I had a weird obsession were I wanted to make an anonymous social media site with the likes of Omegle and Facebook (gross I know). I went through a lot of iterations trying to achieve this goal (My Github has so many dead privated repos), but I never really finished any. This was back when I wanted to do web development and so I used these social networks as a vessel to learn new technologies, and I'd honestly say I learned a ton from making them. Trist was my last project were I tried applying everything I knew. It used fancy React, used a NoSQL database, hosted images on a CDN, had a mailserver, and ran cron jobs. This was all tied together with Domain Driven Design (DDD). The most over engineered architecture I could have chosen. This made it a pain to add new features, as every tiny thing required me to add 4 new files, each with it's own boilerplate. It was fun while it lasted, but I killed all joy for web dev with that project.

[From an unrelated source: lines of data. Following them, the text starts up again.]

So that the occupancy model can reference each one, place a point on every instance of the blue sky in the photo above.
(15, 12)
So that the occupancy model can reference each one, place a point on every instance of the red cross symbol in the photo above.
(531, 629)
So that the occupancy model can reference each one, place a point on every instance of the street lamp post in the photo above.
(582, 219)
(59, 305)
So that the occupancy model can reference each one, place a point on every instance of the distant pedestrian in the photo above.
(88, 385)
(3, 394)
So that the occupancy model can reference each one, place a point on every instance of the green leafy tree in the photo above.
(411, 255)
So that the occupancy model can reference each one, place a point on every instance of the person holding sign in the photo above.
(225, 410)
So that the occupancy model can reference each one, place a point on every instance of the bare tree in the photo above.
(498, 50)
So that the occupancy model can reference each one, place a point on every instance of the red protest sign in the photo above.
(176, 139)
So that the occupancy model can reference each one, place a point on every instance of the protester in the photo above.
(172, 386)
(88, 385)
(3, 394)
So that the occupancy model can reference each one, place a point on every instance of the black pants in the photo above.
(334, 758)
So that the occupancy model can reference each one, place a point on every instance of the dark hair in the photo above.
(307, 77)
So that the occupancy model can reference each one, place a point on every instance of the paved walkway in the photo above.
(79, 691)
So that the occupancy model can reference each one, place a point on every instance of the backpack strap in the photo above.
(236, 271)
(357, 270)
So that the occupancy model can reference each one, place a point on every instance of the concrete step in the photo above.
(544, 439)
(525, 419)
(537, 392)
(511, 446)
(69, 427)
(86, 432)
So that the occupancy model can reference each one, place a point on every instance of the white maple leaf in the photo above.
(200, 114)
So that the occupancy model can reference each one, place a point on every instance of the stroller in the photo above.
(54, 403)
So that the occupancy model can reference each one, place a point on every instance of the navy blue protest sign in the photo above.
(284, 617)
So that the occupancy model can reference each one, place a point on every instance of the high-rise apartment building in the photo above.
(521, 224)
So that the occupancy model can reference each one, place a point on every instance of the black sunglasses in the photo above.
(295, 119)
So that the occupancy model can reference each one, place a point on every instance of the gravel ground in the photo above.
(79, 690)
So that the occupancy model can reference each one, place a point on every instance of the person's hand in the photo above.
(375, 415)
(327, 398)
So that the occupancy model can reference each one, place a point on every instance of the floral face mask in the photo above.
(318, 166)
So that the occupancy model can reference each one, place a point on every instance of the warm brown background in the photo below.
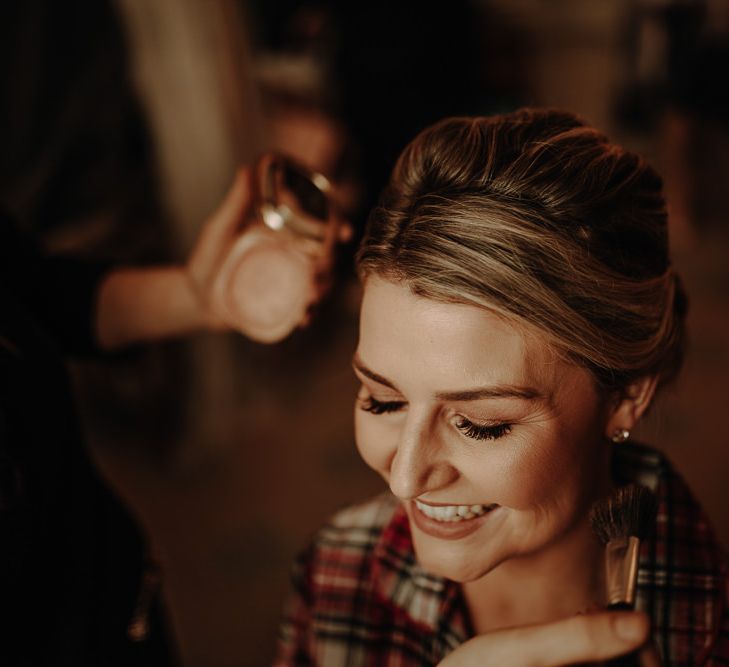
(232, 453)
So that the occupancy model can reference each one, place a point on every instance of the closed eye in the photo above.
(376, 407)
(482, 431)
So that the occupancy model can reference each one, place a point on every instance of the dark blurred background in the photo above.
(121, 126)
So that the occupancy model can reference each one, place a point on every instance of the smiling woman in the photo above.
(519, 312)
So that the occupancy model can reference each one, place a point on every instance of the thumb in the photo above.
(224, 221)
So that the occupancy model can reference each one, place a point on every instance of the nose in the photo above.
(419, 463)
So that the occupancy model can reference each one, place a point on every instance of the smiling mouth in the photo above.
(453, 513)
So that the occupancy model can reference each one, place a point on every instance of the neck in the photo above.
(565, 579)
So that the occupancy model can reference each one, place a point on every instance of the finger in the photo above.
(345, 233)
(587, 638)
(235, 204)
(649, 656)
(223, 224)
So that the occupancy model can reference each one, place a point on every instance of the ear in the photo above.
(631, 405)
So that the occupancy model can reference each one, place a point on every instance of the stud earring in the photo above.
(620, 435)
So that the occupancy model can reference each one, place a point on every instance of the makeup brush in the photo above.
(621, 522)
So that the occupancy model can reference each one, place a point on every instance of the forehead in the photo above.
(411, 339)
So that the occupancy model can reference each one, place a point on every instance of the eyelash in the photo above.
(376, 407)
(465, 426)
(482, 432)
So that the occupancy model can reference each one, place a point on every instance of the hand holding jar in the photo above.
(266, 255)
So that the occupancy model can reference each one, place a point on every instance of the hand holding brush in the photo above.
(622, 522)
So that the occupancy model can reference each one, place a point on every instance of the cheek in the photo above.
(375, 441)
(538, 471)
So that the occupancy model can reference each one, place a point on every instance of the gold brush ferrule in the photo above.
(621, 568)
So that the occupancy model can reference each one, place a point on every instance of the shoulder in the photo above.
(342, 552)
(682, 575)
(353, 531)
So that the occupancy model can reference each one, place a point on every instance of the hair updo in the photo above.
(535, 216)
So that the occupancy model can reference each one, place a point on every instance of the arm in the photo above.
(581, 639)
(140, 304)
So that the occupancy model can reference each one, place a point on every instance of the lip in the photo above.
(444, 530)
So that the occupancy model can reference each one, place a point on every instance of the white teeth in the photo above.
(453, 513)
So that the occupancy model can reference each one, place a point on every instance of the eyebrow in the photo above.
(495, 391)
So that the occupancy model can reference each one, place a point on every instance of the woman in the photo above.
(520, 311)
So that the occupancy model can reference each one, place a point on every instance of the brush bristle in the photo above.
(631, 510)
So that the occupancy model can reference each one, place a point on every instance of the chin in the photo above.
(456, 567)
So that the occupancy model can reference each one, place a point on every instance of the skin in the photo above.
(137, 304)
(448, 372)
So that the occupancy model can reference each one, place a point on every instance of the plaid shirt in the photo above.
(360, 597)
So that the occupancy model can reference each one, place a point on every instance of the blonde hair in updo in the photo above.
(535, 216)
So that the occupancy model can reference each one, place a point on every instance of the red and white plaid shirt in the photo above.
(361, 599)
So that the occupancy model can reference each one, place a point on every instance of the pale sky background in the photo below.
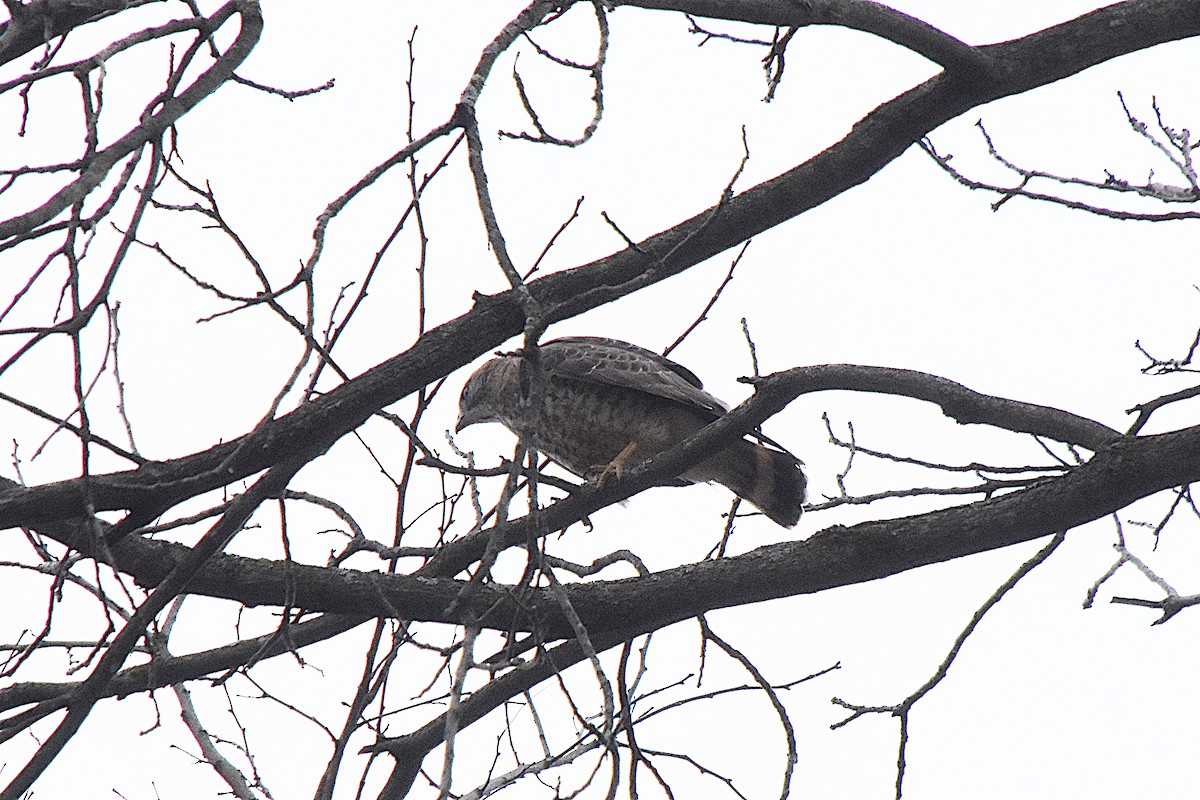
(909, 270)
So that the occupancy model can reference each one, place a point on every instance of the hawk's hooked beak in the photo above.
(465, 419)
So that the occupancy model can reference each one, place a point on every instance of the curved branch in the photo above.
(154, 125)
(875, 142)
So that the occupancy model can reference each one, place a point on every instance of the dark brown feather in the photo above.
(605, 400)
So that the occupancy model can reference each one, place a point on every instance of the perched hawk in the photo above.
(609, 404)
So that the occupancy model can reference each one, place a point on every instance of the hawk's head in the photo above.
(490, 395)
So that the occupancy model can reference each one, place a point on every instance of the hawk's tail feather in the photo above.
(771, 480)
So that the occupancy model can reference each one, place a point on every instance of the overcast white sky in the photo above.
(909, 270)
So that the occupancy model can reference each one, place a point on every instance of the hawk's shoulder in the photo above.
(595, 359)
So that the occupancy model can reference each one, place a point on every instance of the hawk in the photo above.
(609, 404)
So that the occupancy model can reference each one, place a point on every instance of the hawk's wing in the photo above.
(621, 364)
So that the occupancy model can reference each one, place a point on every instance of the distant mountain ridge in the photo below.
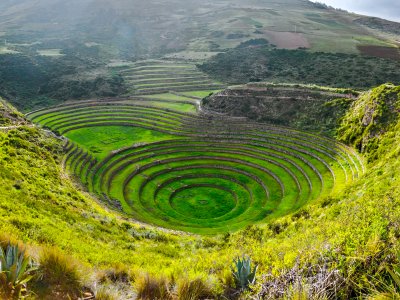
(145, 28)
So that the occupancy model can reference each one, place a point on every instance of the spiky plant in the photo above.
(15, 272)
(242, 273)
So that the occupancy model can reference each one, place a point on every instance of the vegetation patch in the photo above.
(200, 173)
(243, 65)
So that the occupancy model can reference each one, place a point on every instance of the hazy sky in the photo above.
(388, 9)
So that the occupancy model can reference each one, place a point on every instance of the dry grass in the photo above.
(151, 288)
(59, 276)
(193, 290)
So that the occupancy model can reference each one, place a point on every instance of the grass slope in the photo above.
(250, 64)
(354, 232)
(156, 164)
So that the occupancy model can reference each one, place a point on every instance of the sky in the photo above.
(387, 9)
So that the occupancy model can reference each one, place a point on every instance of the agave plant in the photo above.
(15, 272)
(243, 274)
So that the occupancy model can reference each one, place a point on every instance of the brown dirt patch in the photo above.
(287, 40)
(379, 51)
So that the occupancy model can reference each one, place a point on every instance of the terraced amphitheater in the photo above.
(159, 76)
(161, 161)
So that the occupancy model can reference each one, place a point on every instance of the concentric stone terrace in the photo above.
(195, 172)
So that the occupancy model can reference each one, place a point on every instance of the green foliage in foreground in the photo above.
(370, 119)
(243, 274)
(355, 232)
(242, 65)
(15, 272)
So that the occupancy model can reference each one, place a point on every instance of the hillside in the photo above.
(310, 108)
(265, 63)
(52, 51)
(136, 28)
(186, 150)
(334, 235)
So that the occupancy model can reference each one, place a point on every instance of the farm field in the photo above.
(163, 76)
(161, 163)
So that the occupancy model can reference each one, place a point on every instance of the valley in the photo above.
(185, 150)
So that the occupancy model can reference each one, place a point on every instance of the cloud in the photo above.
(389, 9)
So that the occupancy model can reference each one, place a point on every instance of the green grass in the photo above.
(168, 96)
(178, 170)
(200, 94)
(354, 231)
(103, 139)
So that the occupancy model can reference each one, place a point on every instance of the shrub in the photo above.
(150, 288)
(58, 274)
(243, 274)
(15, 272)
(119, 273)
(106, 293)
(193, 290)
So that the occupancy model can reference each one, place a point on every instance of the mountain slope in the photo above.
(132, 28)
(354, 233)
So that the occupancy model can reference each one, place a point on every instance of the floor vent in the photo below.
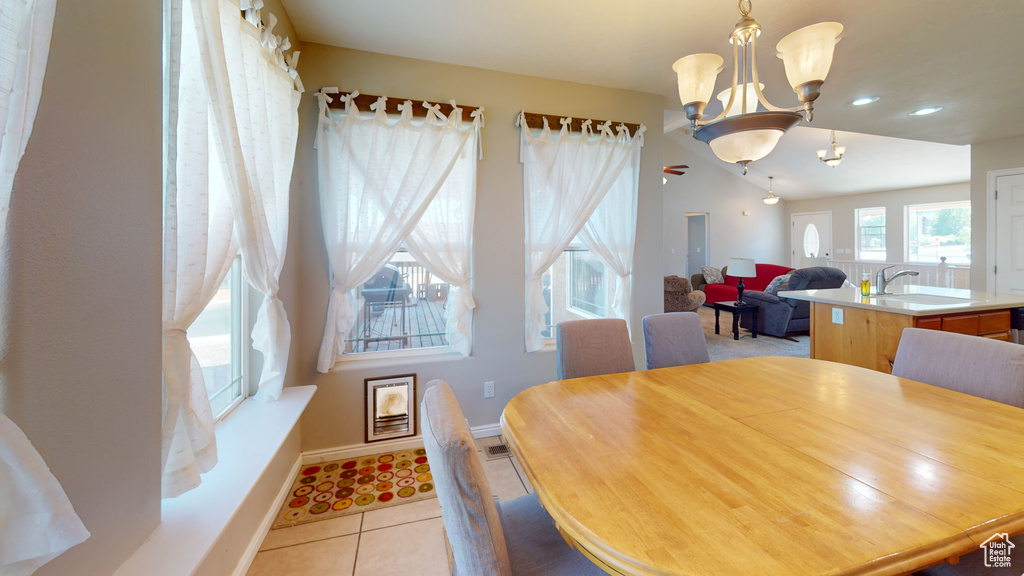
(498, 451)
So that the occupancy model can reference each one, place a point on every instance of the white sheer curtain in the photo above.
(441, 240)
(255, 111)
(233, 123)
(611, 231)
(37, 521)
(377, 179)
(199, 249)
(565, 179)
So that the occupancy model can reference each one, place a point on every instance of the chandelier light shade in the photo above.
(836, 155)
(741, 133)
(771, 198)
(696, 74)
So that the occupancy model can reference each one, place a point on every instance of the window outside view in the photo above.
(871, 234)
(216, 340)
(578, 286)
(400, 307)
(934, 231)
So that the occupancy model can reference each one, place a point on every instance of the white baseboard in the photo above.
(486, 430)
(264, 528)
(365, 449)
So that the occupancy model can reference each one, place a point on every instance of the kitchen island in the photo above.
(865, 330)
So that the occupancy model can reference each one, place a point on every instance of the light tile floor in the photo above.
(396, 540)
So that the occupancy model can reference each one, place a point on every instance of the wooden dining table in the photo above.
(769, 465)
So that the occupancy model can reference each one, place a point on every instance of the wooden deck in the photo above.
(396, 326)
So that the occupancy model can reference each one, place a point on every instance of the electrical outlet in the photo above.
(837, 316)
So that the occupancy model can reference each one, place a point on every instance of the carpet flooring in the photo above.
(722, 346)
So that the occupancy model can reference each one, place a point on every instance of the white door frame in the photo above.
(707, 217)
(793, 227)
(990, 228)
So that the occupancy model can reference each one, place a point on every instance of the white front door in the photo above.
(811, 238)
(697, 234)
(1009, 234)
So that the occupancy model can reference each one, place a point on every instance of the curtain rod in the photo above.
(364, 101)
(535, 120)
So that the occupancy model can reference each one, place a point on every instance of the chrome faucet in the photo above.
(881, 281)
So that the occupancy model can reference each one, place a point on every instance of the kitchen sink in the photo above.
(923, 299)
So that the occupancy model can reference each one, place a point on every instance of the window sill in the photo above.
(192, 525)
(394, 358)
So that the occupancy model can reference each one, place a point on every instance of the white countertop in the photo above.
(911, 300)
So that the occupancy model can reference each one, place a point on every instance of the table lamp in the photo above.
(741, 268)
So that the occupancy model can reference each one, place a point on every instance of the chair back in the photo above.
(972, 365)
(468, 509)
(674, 339)
(591, 347)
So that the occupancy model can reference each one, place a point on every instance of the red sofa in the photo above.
(728, 292)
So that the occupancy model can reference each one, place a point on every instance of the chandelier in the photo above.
(771, 198)
(741, 133)
(837, 154)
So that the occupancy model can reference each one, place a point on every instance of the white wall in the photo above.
(336, 415)
(80, 371)
(844, 208)
(713, 188)
(985, 157)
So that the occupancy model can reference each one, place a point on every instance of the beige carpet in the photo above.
(722, 346)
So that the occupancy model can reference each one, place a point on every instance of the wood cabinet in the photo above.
(869, 337)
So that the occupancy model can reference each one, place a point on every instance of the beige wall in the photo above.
(81, 366)
(718, 190)
(985, 157)
(335, 416)
(844, 208)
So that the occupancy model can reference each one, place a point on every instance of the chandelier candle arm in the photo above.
(741, 133)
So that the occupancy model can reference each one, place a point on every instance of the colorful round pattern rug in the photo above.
(356, 485)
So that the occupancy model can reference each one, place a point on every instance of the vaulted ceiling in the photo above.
(963, 55)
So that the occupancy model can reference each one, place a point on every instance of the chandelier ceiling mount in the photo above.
(741, 133)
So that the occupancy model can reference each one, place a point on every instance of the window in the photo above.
(401, 306)
(940, 230)
(578, 286)
(216, 339)
(871, 234)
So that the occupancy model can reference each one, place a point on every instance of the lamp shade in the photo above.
(807, 52)
(745, 147)
(696, 74)
(741, 268)
(737, 105)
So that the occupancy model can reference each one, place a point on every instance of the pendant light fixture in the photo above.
(771, 198)
(741, 133)
(837, 154)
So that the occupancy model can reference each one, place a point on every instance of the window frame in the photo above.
(859, 235)
(240, 351)
(401, 356)
(574, 246)
(907, 209)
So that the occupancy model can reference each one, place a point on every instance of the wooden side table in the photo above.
(736, 311)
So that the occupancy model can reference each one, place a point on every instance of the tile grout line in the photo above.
(358, 540)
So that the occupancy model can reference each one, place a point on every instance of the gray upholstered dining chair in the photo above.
(591, 347)
(674, 339)
(516, 538)
(972, 365)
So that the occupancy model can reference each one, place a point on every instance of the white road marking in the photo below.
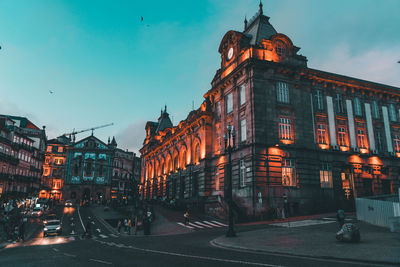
(220, 223)
(301, 223)
(212, 224)
(104, 262)
(187, 226)
(203, 224)
(201, 257)
(195, 225)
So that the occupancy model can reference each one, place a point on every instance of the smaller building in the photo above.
(53, 168)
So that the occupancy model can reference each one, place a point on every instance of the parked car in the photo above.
(50, 217)
(68, 203)
(52, 227)
(37, 212)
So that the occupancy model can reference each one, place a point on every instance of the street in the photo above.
(191, 248)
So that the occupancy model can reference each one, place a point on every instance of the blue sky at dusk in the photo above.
(105, 65)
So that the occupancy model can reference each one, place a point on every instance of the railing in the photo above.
(376, 211)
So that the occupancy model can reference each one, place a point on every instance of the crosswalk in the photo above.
(195, 225)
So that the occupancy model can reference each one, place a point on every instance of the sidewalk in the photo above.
(378, 245)
(161, 225)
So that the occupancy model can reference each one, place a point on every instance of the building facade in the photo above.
(21, 157)
(96, 171)
(53, 168)
(318, 138)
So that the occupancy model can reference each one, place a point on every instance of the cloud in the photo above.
(376, 65)
(132, 136)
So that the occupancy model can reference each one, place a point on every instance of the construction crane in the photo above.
(73, 133)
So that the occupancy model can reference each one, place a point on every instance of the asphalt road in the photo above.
(188, 249)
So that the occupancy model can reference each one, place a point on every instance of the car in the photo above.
(52, 227)
(48, 218)
(37, 212)
(68, 203)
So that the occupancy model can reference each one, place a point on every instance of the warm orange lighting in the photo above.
(323, 146)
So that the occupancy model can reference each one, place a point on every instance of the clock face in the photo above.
(230, 53)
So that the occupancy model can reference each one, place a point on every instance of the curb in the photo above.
(217, 244)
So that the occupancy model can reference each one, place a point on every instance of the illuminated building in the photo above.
(21, 156)
(98, 171)
(318, 137)
(53, 168)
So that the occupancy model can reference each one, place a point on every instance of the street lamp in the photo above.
(229, 139)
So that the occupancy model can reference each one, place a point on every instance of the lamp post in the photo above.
(229, 139)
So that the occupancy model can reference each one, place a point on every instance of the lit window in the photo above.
(242, 173)
(396, 141)
(361, 138)
(242, 93)
(325, 175)
(357, 107)
(243, 136)
(338, 103)
(321, 134)
(288, 172)
(229, 103)
(319, 101)
(375, 110)
(282, 90)
(392, 113)
(285, 129)
(341, 136)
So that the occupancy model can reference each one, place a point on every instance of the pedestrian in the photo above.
(119, 225)
(340, 217)
(126, 225)
(186, 216)
(129, 226)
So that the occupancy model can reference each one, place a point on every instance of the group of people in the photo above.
(127, 224)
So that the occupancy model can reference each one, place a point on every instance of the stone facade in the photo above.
(318, 138)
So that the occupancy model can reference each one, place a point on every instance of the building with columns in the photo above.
(319, 138)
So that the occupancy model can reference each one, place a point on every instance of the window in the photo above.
(357, 107)
(339, 103)
(379, 140)
(325, 175)
(361, 138)
(392, 113)
(243, 136)
(319, 101)
(288, 172)
(396, 141)
(341, 136)
(321, 134)
(375, 110)
(242, 92)
(285, 129)
(282, 90)
(229, 103)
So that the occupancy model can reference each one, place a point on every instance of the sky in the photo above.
(104, 65)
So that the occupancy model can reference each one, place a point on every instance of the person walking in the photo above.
(119, 225)
(340, 217)
(129, 226)
(186, 216)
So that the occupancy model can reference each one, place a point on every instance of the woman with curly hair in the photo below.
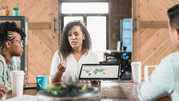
(74, 51)
(10, 45)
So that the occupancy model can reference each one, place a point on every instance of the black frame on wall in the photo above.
(22, 20)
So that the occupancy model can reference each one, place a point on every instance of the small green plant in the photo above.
(16, 8)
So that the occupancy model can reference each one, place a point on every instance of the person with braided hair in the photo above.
(165, 78)
(11, 38)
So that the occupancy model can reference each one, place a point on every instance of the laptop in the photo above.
(99, 72)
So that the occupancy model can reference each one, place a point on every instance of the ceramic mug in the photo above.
(42, 82)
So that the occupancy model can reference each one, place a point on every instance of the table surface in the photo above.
(124, 90)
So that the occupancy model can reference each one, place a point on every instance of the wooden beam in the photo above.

Hyelo was a turning point in how I approached code. I was inspired after discovering a tiny chatting platform called hack.chat. It was simple and elegant to use. There were no friend requests, email signups, or accounts. It was the complete antithesis to what I had become, but there was something about it that I wanted. So I set out to make something similar. Using pure HTML, CSS, and JavaScript for a client and a simple Websocket server, I made Hyelo in a few days. It was a fun project, but I had to get back to work on the dreaded Trist. It was only after, that I realised I enjoyed using Hyelo more than Trist. Trist felt clunky with all it's SPA bloat, while Hyelo just worked. But more importantly, I love the simplicity of its code.